Mexico City, Mexico, 1970. Lives and works in Mexico City
Broken Animal I, 2006
Oil on canvas
58.9 x 78.6 in
Over the course of ten years, Carlos Amorales developed an archive of images drawn from a variety of photographs from books, magazines, or web pages, which he turned into vectorial drawings through a technique similar to the rotoscoping used by early animators. The figures that came out of this process were not identical copies of the original, but rather synthesized versions. These drawings, which included images of trees, butterflies, wolves, birds, skulls, monkeys, spiders and different human figures, were classified by category and saved following a formal order, which was transformed into a visual vocabulary that the artist called his Liquid Archive.
Amorales played with the hybridization of the different images that made up this archive in order to create “tree-humans” or “monsters,” which are fusions between human and animal figures, which then went on to become new subcategories that could in turn be combined with other elements of the archive. This visual glossary, with its infinite combinations, was used in paintings, animations, installations and even in performances. Thus, the idea of the Liquid Archive represented the creation of a language with different expressive possibilities.

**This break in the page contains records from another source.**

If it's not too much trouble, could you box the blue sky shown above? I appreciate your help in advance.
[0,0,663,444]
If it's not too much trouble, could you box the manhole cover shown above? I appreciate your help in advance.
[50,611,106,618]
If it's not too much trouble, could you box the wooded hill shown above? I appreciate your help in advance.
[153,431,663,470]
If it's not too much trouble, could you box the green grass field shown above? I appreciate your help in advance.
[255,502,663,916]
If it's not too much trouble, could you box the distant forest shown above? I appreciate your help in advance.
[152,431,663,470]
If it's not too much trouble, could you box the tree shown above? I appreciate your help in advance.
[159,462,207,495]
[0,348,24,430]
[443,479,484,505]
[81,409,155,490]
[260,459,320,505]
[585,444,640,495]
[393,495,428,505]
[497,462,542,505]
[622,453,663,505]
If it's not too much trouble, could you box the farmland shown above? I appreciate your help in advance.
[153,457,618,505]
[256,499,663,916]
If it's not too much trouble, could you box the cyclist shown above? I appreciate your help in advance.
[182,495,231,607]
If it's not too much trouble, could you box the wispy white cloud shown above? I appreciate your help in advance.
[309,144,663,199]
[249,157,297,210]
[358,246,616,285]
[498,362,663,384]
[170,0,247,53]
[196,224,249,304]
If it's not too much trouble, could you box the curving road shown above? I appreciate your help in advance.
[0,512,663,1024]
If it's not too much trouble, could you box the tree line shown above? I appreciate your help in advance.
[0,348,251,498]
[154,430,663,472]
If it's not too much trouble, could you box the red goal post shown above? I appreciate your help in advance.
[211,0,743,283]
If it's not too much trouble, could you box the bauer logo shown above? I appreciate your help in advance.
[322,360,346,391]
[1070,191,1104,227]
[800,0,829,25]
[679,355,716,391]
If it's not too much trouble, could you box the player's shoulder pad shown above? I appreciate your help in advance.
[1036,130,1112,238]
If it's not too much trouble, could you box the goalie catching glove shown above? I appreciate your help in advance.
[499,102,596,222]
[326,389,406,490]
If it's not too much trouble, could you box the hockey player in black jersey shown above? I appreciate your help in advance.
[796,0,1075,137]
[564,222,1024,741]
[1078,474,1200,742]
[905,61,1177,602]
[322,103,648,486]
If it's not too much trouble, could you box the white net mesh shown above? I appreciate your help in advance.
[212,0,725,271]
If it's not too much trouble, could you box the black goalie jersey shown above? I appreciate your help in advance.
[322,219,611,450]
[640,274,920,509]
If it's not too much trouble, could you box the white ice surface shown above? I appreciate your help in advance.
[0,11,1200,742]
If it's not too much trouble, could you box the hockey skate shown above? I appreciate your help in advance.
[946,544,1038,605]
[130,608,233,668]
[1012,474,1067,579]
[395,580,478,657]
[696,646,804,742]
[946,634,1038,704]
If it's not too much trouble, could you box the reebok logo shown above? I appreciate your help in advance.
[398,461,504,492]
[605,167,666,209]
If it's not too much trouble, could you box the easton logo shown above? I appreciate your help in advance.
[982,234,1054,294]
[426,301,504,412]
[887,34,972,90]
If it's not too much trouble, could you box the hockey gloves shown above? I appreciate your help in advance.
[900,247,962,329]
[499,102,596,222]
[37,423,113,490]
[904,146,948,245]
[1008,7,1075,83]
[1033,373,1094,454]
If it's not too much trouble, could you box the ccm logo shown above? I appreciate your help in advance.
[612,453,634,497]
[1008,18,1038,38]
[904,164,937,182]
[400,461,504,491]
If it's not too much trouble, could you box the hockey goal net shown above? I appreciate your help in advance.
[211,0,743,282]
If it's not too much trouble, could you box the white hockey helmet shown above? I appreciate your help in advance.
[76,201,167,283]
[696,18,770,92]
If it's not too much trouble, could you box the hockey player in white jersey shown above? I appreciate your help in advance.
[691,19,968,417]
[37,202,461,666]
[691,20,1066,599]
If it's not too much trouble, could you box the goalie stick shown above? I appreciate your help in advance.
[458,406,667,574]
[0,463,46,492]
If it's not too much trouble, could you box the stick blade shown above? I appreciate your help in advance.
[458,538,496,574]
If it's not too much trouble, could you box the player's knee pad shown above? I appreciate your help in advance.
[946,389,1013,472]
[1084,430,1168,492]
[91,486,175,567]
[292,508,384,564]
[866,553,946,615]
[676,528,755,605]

Broken Animal 1 belongs to a series of the same name, in which the artist uses images from the Archive. As in other paintings from the series, the black human figure is surrounded by red lines, also generated by computer. The black and red colors (to which others in only white would be added) are characteristic of the Liquid Archive. These tones help to accentuate the drama and, together with the kind of figures gathered therein, reflect the artist’s interest in the dark side of the world.